Most good substance misuse or mental health treatment approaches look at the problem holistically. This means they take into account a person’s individual makeup, circumstances and history. Addressing chemical dependence may be one part of the picture but also addressing social, economic and psychological factors will be just as important.

Mental Illness

Mental health and mental illness are two different things.

Mental health is a broad umbrella term but it might be characterised as something that facilitates a range of positive behaviours and states.

Mental health:

  • Helps us to value ourselves and others
  • Enables us to meet life’s challenges and responsibilities without becoming overwhelmed
  • Allows us to think clearly and realistically about ourselves, others and situations we find ourselves in
  • Supports good quality relationships
  • Helps us find meaning in life
  • Lets us set our own direction rather than feeling pushed and pulled by circumstances.
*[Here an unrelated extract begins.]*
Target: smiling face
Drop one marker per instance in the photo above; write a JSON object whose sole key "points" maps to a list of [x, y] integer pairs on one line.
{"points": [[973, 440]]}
Mental illness refers to a range of conditions that have a serious impact on quality of life over a longer period of time. Different mental illnesses can create problems for thinking, mood or behaviour. Mental illnesses must be diagnosed by a qualified clinician such as a doctor or a psychologist.

To give one example of the difference between the two, if something sad or difficult happens to a mentally healthy person their response would be to feel sad but also to understand that the sadness will pass and even really terrible events don’t have to be overwhelming, or if they are then the feeling of being overwhelmed will pass. In other words, mentally healthy people can keep things in perspective. An unhealthy response might be to feel completely overwhelmed by the event, sinking to a very low mood and for that to last for a long period such as several weeks.

Dual diagnosis is a term that is used if a person has been given a diagnosis by a clinician of more than one mental illness or a combination of a mental illness and problematic drug or alcohol use.